Initially, he worked as an engraver, and in the Census of 1901, described himself as such, while his sisters were identified as a teacher and a photographer.
Chadwick began to exhibit at the Royal Birmingham Society of Artists in 1896, and, as he began to specialise in landscape watercolours, it would become the main showcase for his art, displaying more than 400 of his works across his career. He was elected an associate member of the society in 1907 and a full member in 1912.
By the turn of the century, Chadwick was also exhibiting further afield. In 1900, he contributed for the first time to the exhibitions of the Royal Academy of Arts, in London, and did so almost annually until 1919. During the same period, his work began to be reproduced in periodicals, including special numbers of The Studio. As an example, The Studio Yearbook for Decorative Art for 1908 contains his images of two gardens – in Lichfield and near Lancaster – designed by Thomas H Mawson.
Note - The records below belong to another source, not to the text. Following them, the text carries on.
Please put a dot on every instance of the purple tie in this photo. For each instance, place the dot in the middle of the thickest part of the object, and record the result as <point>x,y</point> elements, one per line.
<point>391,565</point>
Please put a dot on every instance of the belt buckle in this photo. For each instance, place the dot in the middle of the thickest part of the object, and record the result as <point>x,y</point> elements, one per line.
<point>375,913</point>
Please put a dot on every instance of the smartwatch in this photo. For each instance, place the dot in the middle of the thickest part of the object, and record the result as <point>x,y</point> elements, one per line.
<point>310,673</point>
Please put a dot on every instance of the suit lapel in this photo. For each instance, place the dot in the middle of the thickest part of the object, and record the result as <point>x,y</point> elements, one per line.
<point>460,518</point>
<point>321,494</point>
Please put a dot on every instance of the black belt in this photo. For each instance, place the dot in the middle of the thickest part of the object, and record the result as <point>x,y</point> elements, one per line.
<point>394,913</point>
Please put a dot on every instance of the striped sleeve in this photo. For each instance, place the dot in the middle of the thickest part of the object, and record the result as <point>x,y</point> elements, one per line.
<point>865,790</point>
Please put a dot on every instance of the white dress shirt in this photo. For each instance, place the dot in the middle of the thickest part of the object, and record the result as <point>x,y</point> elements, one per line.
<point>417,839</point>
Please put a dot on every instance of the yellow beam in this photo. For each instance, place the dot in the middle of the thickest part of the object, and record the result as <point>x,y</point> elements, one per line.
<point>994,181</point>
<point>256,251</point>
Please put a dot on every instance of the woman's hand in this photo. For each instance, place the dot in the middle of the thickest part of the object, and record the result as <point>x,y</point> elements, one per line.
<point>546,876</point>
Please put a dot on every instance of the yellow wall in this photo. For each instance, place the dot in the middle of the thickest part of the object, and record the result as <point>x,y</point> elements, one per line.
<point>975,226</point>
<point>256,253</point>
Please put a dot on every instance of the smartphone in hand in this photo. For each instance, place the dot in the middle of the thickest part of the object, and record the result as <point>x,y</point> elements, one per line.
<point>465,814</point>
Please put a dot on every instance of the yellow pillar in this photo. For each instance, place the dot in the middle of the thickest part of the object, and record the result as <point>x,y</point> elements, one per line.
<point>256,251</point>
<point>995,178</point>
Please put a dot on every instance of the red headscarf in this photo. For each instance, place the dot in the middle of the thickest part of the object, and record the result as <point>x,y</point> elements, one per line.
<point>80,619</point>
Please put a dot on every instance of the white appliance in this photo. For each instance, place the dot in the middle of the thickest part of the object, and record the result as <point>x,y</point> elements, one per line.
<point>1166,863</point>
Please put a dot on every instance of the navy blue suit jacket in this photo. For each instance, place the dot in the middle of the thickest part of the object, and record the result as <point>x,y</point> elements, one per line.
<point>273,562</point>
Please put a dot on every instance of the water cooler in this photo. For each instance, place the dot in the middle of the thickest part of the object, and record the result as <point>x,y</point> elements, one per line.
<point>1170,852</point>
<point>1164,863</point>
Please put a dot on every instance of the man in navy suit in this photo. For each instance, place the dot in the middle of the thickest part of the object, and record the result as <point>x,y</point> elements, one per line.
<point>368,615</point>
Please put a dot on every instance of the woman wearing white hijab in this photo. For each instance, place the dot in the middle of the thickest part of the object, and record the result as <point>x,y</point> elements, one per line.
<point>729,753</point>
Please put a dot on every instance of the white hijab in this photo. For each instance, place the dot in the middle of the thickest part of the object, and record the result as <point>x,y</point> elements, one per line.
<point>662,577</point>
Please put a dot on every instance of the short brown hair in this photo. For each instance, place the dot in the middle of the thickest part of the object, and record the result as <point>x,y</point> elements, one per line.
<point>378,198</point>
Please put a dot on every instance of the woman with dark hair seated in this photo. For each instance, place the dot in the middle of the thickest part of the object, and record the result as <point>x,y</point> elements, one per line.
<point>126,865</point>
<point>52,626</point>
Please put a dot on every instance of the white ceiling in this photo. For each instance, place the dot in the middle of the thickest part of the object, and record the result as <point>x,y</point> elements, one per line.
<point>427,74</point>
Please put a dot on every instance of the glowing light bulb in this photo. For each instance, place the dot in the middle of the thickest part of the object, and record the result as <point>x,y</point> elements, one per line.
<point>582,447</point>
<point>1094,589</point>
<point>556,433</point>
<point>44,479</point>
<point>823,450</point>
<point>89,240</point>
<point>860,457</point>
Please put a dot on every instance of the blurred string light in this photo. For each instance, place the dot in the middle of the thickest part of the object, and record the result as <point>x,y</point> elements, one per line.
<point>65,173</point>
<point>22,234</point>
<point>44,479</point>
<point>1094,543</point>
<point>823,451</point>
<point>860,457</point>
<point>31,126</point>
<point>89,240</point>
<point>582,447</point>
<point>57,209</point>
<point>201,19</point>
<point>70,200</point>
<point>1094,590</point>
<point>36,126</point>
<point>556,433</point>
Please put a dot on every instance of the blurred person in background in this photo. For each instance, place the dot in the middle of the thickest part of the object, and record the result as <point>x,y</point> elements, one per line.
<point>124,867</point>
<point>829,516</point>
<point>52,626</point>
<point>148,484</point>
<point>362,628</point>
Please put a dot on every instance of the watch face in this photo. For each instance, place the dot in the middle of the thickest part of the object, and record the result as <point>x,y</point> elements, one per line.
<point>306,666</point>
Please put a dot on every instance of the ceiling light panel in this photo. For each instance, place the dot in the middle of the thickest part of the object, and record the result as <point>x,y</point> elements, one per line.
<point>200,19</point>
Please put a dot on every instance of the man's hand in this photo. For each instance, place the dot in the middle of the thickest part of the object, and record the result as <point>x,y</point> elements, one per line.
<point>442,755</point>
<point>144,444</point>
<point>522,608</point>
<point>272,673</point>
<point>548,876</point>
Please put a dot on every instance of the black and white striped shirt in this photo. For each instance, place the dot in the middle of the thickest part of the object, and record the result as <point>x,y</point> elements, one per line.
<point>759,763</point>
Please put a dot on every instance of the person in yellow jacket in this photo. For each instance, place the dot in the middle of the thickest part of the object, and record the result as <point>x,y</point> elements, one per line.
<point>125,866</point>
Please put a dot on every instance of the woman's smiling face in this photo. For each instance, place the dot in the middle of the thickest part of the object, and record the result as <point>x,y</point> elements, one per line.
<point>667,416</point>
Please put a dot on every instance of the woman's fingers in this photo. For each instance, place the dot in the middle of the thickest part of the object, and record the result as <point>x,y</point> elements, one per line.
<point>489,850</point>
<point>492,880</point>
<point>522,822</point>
In 1911, Chadwick married Ethel Maud Barrows, the daughter of a wine merchant and Justice of the Peace, and they settled at ‘Waterside’, Alderbrook Road, Solihull (a few miles west of Hampton in Arden). Around 1918, they moved along the road to ‘Caerleon’. Chadwick produced portraits of both his wife and his father-in-law, rare exceptions to his work as a landscape painter.
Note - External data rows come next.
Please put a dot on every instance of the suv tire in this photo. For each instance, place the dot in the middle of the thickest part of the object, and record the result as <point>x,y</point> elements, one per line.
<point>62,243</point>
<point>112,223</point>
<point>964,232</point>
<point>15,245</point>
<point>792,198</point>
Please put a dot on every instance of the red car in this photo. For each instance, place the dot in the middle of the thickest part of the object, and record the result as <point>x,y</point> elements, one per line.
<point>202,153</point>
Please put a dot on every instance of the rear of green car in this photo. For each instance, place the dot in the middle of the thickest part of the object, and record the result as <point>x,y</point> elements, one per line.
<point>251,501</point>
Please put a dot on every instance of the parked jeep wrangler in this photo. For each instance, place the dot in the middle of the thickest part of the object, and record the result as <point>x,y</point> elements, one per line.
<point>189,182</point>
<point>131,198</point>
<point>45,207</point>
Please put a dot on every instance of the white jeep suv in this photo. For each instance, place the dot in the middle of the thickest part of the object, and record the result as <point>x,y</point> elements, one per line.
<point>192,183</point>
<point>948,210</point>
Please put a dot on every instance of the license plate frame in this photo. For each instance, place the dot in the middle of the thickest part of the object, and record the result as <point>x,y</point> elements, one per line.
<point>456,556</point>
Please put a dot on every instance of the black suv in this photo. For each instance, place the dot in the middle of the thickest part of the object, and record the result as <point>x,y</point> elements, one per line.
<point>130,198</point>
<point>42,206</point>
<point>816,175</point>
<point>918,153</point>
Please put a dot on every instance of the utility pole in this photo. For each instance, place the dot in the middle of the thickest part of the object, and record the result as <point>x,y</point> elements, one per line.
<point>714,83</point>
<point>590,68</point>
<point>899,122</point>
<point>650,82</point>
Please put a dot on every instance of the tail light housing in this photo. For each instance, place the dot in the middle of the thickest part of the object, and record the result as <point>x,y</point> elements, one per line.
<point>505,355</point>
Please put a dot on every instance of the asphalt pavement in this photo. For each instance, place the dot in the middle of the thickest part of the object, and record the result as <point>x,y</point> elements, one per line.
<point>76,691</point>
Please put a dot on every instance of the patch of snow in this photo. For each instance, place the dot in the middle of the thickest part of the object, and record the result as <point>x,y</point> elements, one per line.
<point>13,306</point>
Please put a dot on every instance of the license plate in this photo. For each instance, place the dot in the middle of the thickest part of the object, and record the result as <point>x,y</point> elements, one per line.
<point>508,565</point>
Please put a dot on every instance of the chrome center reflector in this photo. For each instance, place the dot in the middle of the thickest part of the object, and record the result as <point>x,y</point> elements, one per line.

On the eve of the First World War, in 1914, Chadwick had a solo show of watercolours at the Graves Gallery in Birmingham, and during the war continued to exhibit occasionally. However, it is not known whether he undertook active service.
During the 1920s, Chadwick widened the geographical range of his subjects. He had adapted a bicycle to carry his painting equipment, and would travel hundreds of miles in search of suitable motifs. He made sketching tours of North Wales and Cornwall, and late in the decade visited Brittany. He is also known to have painted in Capri.
This increased variety was reflected in his activities as an exhibitor. In 1924, he was elected a member of the New Society of Artists (only three years after the society was founded to give artists living outside of London the opportunity to exhibit in the capital). In 1925, he was invited to become a member of the Lake Artists Society. And, having shown regularly at the Royal Cambrian Academy, in Conway, through the decade, he was, in 1929, elected an Academician. A decade later, in 1939, he was elected a member of the Royal Institute of Painters in Water Colours. Nevertheless, he also remained loyal to his locality, and became the Secretary of the Birmingham Art Circle.
In addition to exhibiting with societies, Chadwick held a number of solo shows, including those in London at the Greatorex Galleries (1924) and Walker’s Galleries (1927, 1928, 1937 and 1938), and also as a special feature of an autumn exhibition of the RBSA (1931).
By the early 1930s, Chadwick was living in Henley-in-Arden (which lies between Solihull and Stratford-upon-Avon). Residing latterly at ‘The Studio’ in the High Street, he continued to work and exhibit almost until his death on 2 March 1956.
His work is represented in the collections of Birmingham Museum and Art Gallery.